SINGAPORE (Reuters) - A potential merger between Dow Chemicals (>> Dow Chemical Co) and DuPont (>> E I Du Pont De Nemours And Co) could unleash a new force in Asia's growing petrochemical sector with combined regional sales of nearly $17 billion (11 billion pounds) to compete in an industry dominated by Middle East and East Asian firms.

News of advanced talks between the U.S. rivals on a merger to forge a group with a market capitalization of over $120 billion broke this week, amid reports that this could be followed up by a split into companies focused on agriculture, speciality chemicals and materials.

Both Dow and DuPont declined to comment on Wednesday.Whether as a newly created company or a subsidiary of a huge parent, it could create a petrochemical business with research operations in top consumer China, manufacturing in the trading hub of Singapore and feedstock facilities in two of the main export hubs, Saudi Arabia and the United States.

Such a combination would offer a challenge to Asia's established players such as Japan's Sumitomo Chemical (>> Sumitomo Chemical Co Ltd), Taiwan's Formosa Petrochemical Corporation (>> Formosa Petrochemical Corporation) and South Korea's Lotte Chemical (>> Lotte Chemical Corp).

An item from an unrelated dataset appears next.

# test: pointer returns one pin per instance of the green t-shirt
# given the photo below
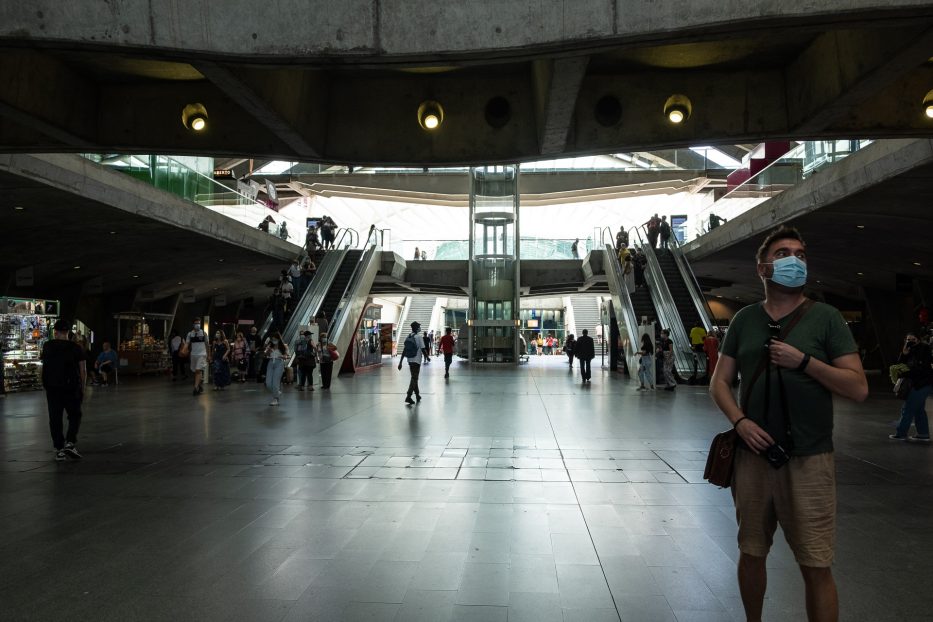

"Anyone who is in that realm could be a little bit daunted," said Ee Foong Ewe, vice-president for ICIS in Asia, an energy and petrochemical consultancy.

He said that a merger would allow the firms to consolidate production and focus on growth areas in Asia.

Dow Chemical and DuPont have already benefited from the U.S. shale boom that has provided cheap feedstock to allow them to produce petrochemicals more cheaply.

So far, Asia-Pacific is the second smallest region for the companies behind North America and Europe-Middle East-Africa but ahead of Latin America. Their combined 2014 sales for Asia-Pacific were $16.84 billion, or 18 percent of joint sales.

This is only slightly below Sumitomo Chemical's global sales of $19.5 billion in 2014 and over half of Taiwan's Formosa's worldwide sales of $30 billion.

An often overlooked part of the oil industry, petrochemicals are used in manufacturing and construction, and also in all forms of plastics.

Analysts say global revenues could approach $1 trillion early next decade and the industry is currently benefiting from the almost two-thirds fall in crude oil prices since 2014, resulting in healthy margins.

With demand in North America and Europe peaking due to slow growth and pressure to use less plastic, established chemical firms are seeking new markets.

This has shifted their focus to Asia, where demand for petrochemicals and plastics, in particular, remains strong.

Dow Chemical and DuPont have independently invested in petrochemical research laboratories in Shanghai, employing hundreds of scientists.

DuPont has three manufacturing sites in Singapore, while Dow Chemical has invested in petrochemical export facilities in Saudi Arabia, where Sadara Chemical, Dow's joint venture with state-run oil firm Saudi Aramco, started operations this month.

A source at a large petrochemical firm in South Korea said he did not expect an immediate impact on the market if there was a merger, but said given the potential size of any deal his group was closely watching events.